Managing Complexity of Large/Ultra Large Software System (SLIM)

	Managing Complexity of Large/Ultra Large Software System (SLIM)
	Infosys sponsored research

SLIM Home > Published papers

About Infosys - SETLabs

"Metrics for Analyzing Module Interactions in Large Software Systems" -
Santonu Sarkar, Avinash C Kak, N S. Nagaraja
Published in IEEE APSEC 2005

Abstract: We present a new set of metrics for analyzing the interaction between the modules of a large software system. We believe that these metrics will be important to any automatic or semi-automatic code modularization algorithm. The metrics are based on the rationale that code partitioning should be based on the principle of similarity of service provided by the different functions encapsulated in a module. Although module interaction metrics are necessary for code modularization, in practice they must be accompanied by metrics that measure other important attributes of how the code is partitioned into modules. These other metrics, dealing with code properties such as the approximate uniformity of module sizes, conformance to any size constraints on the modules, etc., are also included in the work presented here., To give the reader some insight into the workings of our metrics, this paper also includes some results obtained by applying the metrics to the body of code that constitutes the open-source Apache HTTP server. We apply our metrics to this code as packaged by the developers of the software and to the other partially and fully randomized versions of the code.

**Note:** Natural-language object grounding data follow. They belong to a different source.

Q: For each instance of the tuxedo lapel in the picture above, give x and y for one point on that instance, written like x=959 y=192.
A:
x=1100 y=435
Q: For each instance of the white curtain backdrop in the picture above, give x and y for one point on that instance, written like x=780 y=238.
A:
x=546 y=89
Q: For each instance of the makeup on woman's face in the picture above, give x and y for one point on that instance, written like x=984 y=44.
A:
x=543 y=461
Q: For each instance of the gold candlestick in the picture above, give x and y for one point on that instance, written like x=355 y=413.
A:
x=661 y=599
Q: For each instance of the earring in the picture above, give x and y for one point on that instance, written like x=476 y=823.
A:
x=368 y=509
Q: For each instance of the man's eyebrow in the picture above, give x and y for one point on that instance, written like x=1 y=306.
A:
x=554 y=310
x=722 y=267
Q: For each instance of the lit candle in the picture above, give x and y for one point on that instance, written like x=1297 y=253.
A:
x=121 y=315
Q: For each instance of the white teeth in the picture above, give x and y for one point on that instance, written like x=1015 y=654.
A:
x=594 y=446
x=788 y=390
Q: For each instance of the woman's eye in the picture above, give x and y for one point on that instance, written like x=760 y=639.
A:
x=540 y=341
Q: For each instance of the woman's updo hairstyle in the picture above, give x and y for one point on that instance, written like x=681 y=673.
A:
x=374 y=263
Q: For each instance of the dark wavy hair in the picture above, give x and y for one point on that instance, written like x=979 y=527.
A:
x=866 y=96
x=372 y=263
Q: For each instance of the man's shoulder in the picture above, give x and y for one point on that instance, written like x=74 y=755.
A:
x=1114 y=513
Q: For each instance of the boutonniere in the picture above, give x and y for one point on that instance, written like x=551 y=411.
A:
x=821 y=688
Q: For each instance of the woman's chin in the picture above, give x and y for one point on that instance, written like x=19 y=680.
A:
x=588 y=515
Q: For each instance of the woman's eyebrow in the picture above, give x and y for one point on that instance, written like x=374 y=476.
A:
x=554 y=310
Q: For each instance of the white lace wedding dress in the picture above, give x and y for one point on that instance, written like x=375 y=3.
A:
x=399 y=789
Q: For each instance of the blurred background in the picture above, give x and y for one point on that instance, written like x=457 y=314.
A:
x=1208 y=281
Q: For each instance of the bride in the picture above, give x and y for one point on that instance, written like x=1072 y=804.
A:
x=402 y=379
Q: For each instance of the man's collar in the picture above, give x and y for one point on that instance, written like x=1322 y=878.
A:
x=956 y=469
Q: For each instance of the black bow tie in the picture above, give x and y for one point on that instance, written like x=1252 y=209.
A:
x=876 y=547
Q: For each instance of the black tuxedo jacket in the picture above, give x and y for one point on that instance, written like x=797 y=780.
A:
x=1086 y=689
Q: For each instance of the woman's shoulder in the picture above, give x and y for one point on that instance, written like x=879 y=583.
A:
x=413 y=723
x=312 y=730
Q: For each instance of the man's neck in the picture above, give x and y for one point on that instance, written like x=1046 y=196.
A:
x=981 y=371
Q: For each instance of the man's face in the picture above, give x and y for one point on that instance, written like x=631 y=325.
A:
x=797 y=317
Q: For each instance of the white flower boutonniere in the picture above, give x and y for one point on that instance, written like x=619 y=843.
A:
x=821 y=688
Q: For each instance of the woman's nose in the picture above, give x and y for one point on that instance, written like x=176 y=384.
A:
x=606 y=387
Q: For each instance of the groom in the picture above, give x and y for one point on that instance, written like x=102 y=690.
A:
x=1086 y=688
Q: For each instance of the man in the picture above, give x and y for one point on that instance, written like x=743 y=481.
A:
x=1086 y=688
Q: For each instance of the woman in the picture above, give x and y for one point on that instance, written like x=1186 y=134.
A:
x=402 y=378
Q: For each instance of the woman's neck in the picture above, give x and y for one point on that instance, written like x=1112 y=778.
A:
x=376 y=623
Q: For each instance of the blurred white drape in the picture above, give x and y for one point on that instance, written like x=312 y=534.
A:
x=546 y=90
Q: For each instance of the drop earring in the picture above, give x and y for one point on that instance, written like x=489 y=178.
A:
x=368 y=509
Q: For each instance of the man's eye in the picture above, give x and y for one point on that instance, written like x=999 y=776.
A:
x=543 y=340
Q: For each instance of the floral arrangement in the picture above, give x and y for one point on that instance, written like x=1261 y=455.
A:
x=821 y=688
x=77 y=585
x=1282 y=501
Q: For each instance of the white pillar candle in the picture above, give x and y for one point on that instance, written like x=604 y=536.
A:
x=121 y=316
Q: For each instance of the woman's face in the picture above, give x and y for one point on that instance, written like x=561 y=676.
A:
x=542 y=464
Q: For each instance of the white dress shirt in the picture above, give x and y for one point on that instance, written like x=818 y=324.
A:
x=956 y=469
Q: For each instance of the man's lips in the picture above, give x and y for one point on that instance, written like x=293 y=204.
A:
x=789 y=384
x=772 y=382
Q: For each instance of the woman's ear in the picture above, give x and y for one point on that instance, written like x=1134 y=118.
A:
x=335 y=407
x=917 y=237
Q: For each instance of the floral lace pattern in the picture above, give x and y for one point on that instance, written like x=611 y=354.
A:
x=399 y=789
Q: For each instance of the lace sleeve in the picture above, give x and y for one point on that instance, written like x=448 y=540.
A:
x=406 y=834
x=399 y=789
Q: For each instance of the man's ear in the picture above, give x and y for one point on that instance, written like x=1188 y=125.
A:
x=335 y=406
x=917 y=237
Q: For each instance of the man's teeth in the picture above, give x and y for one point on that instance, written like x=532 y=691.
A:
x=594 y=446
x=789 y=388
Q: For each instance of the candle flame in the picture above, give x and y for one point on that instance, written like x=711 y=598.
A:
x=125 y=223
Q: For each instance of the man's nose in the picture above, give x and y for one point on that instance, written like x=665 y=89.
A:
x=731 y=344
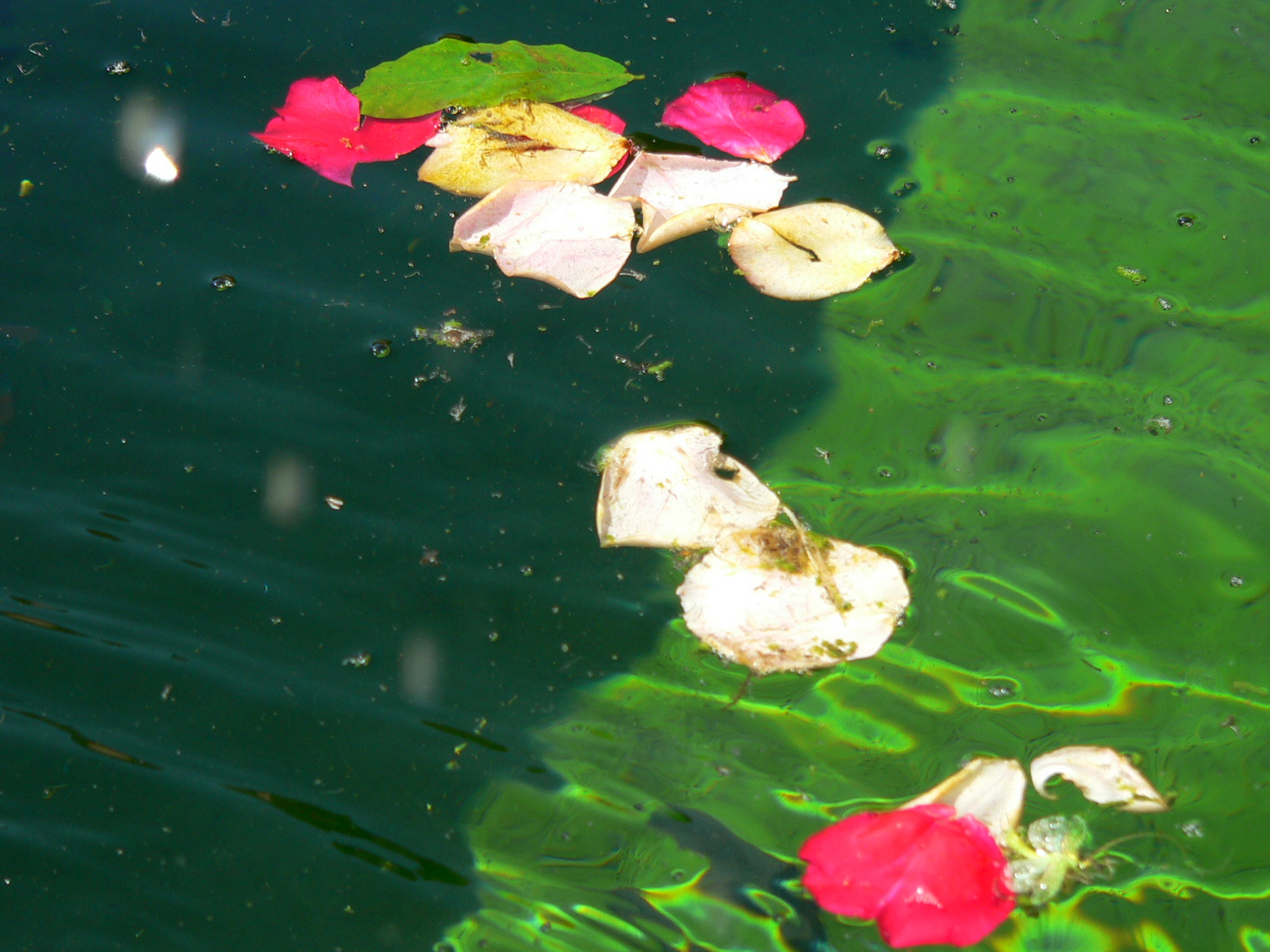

A Method for Detecting and Measuring Architectural Layering Violations in Source Code
Santonu Sarkar, Girish Maskeri Rama, Shubha R
Published in IEEE APSEC 2006

Abstract: The layered architecture pattern has been widely adopted by the developer community in order to build large software systems. The layered organization of software modules offers a number of benefits such as reusability, changeability and portability to those who are involved in the development and maintenance of such software systems. But in reality as the system evolves over time, rarely does the actual source code of the system conform to the conceptual horizontal layering of modules. This in turn results in a significant degradation of system maintainability. In order to re-factor such a system to improve its maintainability, it is very important to discover, analyze and measure violations of layered architecture pattern. In this paper we propose a technique to discover such violations in the source code and quantitatively measure the amount of non-conformance to the conceptual layering. The proposed approach evaluates the extent to which the module dependencies across layers violate the layered architecture pattern. In order to evaluate the accuracy of our approach, we have applied this technique to discover and analyze such violations to a set of open source applications and a proprietary business application by taking the help of domain experts wherever possible.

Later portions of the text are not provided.